Выбрать главу

Повезли нас обратно, немного из самого пекла. Смотрим: равнина, как море. Везде виноград. Виноград, ячмень и пшеница. Привозят на одну ферму, к мусью Норе. Поселили в три барака, по тринадцать душ. Одного поставили поваром. Всего сорок человек. Стали работать.

Там растят больше всего виноград. От него им самый главный доход. Пшеницу тоже сеют, но немного — только чтоб сдавать государству. Пашут не на лошадях, а на быках. Земля тяжелая — запрягаешь по четыре быка в один плуг. Здесь кормили уже досыта, но все как-то невкусно. Жара, аппетита нет. Поел бы немного, но чего-нибудь вкусненького. А там все какая-то манза.

Работали, работали, раз запросили мы выходной. Приезжает с соседней фермы офицер. В одной руке револьвер, в другой нагайка. Мы жили там на положении рабов — изобьют, убьют, никто за это не отвечает. Арестовал он нашего старшего и переводчика, уехал. Снова работаем, кладем в ометы солому. Видим, идет военный отряд. Подошли к нам, окружили. Подъезжают три пузана — комендант города Тильзит и его помощники. Выстроили нас в две шеренги. Комендант взял плетку, пошел. Как даст по лицу — так рубец. Стой, молчи. За ним помощник. Тот бил боксом. В общем, отдохнули мы так, давай снова работать.
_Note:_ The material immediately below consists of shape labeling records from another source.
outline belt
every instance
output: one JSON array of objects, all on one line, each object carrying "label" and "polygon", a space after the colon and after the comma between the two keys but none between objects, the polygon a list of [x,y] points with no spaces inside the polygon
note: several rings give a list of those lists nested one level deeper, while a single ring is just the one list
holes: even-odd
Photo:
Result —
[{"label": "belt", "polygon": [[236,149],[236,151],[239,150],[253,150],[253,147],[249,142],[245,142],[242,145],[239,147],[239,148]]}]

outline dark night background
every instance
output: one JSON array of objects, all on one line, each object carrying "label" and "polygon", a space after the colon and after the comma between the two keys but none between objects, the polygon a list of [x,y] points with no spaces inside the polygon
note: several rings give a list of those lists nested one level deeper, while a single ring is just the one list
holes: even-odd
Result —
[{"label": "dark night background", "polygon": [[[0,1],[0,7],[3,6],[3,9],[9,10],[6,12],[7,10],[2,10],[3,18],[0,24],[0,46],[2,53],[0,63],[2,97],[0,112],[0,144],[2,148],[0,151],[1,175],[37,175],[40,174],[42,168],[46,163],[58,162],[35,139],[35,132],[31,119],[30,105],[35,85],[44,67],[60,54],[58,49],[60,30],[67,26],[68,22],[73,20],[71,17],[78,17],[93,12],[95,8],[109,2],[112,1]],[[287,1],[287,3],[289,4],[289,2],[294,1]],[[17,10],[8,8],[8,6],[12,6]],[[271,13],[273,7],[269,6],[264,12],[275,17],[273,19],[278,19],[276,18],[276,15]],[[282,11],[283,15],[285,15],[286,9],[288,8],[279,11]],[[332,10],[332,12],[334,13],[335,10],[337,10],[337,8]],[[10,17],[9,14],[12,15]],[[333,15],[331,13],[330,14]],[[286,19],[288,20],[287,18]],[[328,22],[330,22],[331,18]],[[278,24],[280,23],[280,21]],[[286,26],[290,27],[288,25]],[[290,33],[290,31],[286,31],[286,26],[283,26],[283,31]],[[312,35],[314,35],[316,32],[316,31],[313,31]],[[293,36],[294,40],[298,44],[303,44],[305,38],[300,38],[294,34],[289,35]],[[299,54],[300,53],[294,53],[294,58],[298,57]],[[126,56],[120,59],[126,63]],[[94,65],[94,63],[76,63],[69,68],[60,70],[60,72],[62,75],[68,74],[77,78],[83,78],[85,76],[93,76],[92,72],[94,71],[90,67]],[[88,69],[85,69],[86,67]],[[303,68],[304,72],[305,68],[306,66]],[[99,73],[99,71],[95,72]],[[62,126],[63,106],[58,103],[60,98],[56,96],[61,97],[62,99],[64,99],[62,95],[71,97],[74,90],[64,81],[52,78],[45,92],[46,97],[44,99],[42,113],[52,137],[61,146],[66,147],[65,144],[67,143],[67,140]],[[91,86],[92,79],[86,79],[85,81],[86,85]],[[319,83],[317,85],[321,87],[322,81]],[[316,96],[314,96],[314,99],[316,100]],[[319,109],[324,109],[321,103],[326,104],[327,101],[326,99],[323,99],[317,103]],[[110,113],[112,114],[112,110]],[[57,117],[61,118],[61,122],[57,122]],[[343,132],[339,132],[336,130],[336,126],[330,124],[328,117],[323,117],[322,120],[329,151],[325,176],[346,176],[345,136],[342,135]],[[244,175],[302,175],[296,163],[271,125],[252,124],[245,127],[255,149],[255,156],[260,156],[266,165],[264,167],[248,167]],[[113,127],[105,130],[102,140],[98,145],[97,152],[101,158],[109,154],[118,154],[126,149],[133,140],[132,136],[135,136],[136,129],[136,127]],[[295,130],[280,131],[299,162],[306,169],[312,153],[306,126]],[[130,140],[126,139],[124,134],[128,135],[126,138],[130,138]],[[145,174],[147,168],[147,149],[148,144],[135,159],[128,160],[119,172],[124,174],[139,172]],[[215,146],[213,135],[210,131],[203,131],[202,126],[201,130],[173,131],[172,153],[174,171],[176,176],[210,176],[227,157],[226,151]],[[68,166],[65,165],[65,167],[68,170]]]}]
Работали мы у мусью Норе весь восемнадцатый год, больше половины девятнадцатого. Выучились уже по-французски говорить, всего насмотрелись, а привыкнуть не можем. Жара. Летом единственное спасение — на каждой ферме есть цементные чаны. Для вина. Пока они пустые, там и спасаешься. От жары много малярией болело. Бывало, везде хина — ешь сколько хочешь. Горче этой хины ничего нету. Завернешь ее в бумажку, проглотишь, потом плюешься. Вот уж правда — Африка…

Дожили мы так до осени девятнадцатого года. Как-то раз среди бела дня вдруг кричат: «Кончай работу! В Тильзит!»

Что такое? Едем в Тильзит. В Тильзите опять сели в маленькие вагончики, поехали в Алжир. Смотрим, в Алжире русских — боже ты мой! Согнали со всех ферм. Забрали у нас все французское, дали русскую форму. Сами себе не верим, что кончились наши мучения. Поехали на пароходе в Россию. Домой… — Василий Григорьевич усмехнулся: — Дома у матери я уже в поминанье был записан. Несколько лет поминали. Будто на том свете побывал. Оно, разобраться, так и есть — на том свете…

Он помолчал.

— Какое-то наше поколение несчастливое… То война, то разруха, то голод. Сколько крови по всему миру пролито! Как воды. Зачем? Для чего? Я, как насмотрелся всего, и ружье в руки не беру. Так, похожу по лесу, посмотрю. Все жить хочет…

И снова мы просидели с Василием Григорьевичем до самого вечера. Красное, огромное, нереальное солнце опустилось в ближайший лес. Похолодало.

Василий Григорьевич вздохнул.

— Погрелся бы сейчас, да ау… Теперь уж никакое солнце не греет. Мы свое прожили…

Мы притихли и, думая каждый о своем, долго смотрели на закат.

НА ХОЛМАХ

В декабре, среди оттепелей, вдруг задул северный ветер и в несколько часов ударил тридцатиградусный мороз. Всю неделю я ходил по лесам, охотился, радовался теплу и думал, что всему этому не будет конца. Но, как обычно, все кончилось внезапно, и надо было поскорее выходить в ближайшую деревню, искать какой-нибудь транспорт и выбираться на большие дороги.

Лес сплошь затянуло белой изморозью. В десяти шагах невозможно было отличить сосну от березы. Я раздвигал белесую мглу, медленно поднимая лыжи, шел вперед. Морозный, колючий туман забирался в полушубок, под шапку, за голенища валенок.

По счастливому случаю деревня оказалась совсем близко. Я вышел из лесу, поднялся на гору и неожиданно увидел перед собой избы. Странно, какая же это деревня? Это было что-то незнакомое, но именно то, что мне нужно. На крайней избе висела вывеска правления колхоза, а значит, тут можно было попытаться достать машину.

Я сбросил лыжи, поднялся на крыльцо и открыл дверь в пахнущее печкой, манящее с морозу тепло.

Правление представляло собой большую комнату. Как водится, в ней толпился народ, сидело несколько женщин со счетами, по-домашнему, светясь и потрескивая, топилась печка. В углу за председательским столом сидел огромный молодой парень в темной, наглухо застегнутой рубахе без галстука и с широкой, во всю грудь, бородой.